Y ahora, visto lo que ha dado de sí este libro, y eso que solo hemos hablado de su portada, vayamos a su contenido.

Tengo que reconocer que la primera imagen que me vino a la cabeza al echar un breve vistazo a este libro fue la de las fotografías aéreas que la empresa Paisajes Españoles proporcionó a multitud de bares, colegios, tiendas de ultramarinos —por cierto, ¿existen todavía establecimientos con tan evocador nombre?—, farmacias, etc., e incluso muchos comedores y cuartos de estar de los pueblos y ciudades de mi infancia; recuerdo, tal vez como señal precoz de mi querencia a leer imágenes — descifrando formas intentando intuir fondos— que siempre me llamaba la atención en esas panorámicas no tanto el detalle, la singularidad de una construcción, un monumento o un jardín, sino la anomalía, el error discordante; la vista siempre se me iba a esos tejados grises de uralita que cubrían anodinas naves y que contrastaban con aquellas de teja que cubrían casas y campanarios; o bien me llamaba la atención la prepotencia del bloque de viviendas que como el matón de la pandilla sobresalía sobre un entorno de casas bajas.
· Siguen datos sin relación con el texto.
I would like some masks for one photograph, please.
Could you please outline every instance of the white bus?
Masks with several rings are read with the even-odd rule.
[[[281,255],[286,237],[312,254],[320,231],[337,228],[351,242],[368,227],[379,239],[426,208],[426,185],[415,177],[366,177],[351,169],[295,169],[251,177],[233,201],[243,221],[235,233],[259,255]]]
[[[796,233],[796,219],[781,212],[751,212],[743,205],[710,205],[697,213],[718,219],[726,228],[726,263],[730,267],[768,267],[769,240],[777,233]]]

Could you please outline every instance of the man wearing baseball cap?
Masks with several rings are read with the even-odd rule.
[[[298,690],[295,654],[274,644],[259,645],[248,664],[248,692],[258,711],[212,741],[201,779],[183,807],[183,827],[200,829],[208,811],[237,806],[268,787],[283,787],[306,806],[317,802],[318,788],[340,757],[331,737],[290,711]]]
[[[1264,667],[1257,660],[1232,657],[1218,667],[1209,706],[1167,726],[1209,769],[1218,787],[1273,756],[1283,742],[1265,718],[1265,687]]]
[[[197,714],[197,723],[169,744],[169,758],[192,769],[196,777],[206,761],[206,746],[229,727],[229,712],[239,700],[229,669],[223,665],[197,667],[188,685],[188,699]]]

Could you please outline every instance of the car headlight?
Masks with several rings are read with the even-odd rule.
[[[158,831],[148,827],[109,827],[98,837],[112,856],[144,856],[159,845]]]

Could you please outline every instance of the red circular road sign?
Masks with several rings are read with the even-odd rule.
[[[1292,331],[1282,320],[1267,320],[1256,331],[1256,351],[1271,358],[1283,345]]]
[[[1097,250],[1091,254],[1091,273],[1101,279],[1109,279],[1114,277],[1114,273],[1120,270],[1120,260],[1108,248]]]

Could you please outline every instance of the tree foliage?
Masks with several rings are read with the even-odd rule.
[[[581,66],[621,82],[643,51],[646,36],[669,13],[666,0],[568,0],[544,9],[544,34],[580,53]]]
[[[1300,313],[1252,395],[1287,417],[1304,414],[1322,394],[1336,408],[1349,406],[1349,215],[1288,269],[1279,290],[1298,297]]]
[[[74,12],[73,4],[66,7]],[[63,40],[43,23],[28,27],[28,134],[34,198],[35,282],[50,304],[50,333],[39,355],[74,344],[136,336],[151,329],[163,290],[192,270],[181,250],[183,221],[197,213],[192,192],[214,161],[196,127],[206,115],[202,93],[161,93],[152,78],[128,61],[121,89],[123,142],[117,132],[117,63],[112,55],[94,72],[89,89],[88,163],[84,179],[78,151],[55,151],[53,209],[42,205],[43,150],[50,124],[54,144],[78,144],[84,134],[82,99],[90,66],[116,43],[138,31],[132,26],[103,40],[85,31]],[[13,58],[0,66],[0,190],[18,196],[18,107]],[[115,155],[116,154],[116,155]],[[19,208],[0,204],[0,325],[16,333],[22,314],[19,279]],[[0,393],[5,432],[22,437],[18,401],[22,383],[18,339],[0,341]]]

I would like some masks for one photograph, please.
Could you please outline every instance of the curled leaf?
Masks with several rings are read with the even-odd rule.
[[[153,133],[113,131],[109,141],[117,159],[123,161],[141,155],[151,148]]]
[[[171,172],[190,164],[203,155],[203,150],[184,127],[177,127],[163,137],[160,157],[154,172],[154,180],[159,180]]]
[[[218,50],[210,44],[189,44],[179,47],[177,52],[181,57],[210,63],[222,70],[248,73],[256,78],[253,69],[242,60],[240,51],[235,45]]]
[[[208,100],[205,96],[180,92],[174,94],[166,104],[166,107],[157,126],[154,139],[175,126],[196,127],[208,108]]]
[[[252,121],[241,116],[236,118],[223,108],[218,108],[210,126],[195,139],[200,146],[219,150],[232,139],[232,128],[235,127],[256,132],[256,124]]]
La lectura de este libro reafirma mi primera impresión, intuitiva y fugaz; Rubio hace un recorrido por nuestro país no a vista de avioneta o dron, sino a pie de calle, recorriendo edificios, ciudades y paisajes, confrontándonos a una realidad que vemos cada día pero que muy pocas veces miramos, y mucho menos con la capacidad crítica, a la vez que objetiva, que hace su autor.

Rubio nos enfrenta a nuestra realidad tangible, reconociendo, eso sí, los casos en que las cosas se han hecho o se hacen bien, pero confrontándonos de manera sonrojante con la situación en Europa, donde el patrimonio, ya sea urbanístico o natural, posee unos mecanismos de protección estética —no olvidemos que esta se deriva de la ética— envidiables.

En definitiva, lo que el autor consigue es enfrentarnos a una problemática que podría considerarse meramente desde el punto de vista estético, visual o formal, pero lo que busca, sin embargo, es hacernos ver la manifestación de una cuestión de fondo, como muy bien indica Luis Feduchi en el prólogo citando a Theodor Adorno: «La impresión de fealdad surge de un principio de violencia, de destrucción».

Tal vez, y es mi opinión, el problema con el que se ha encontrado la democracia en nuestro país es que no se hizo un buen desescombrado de los restos que dejó la Guerra Civil —incluyendo sus cunetas— y que en muchos casos se han utilizado para su construcción los carcomidos y defectuosos cimientos que nos dejó la dictadura.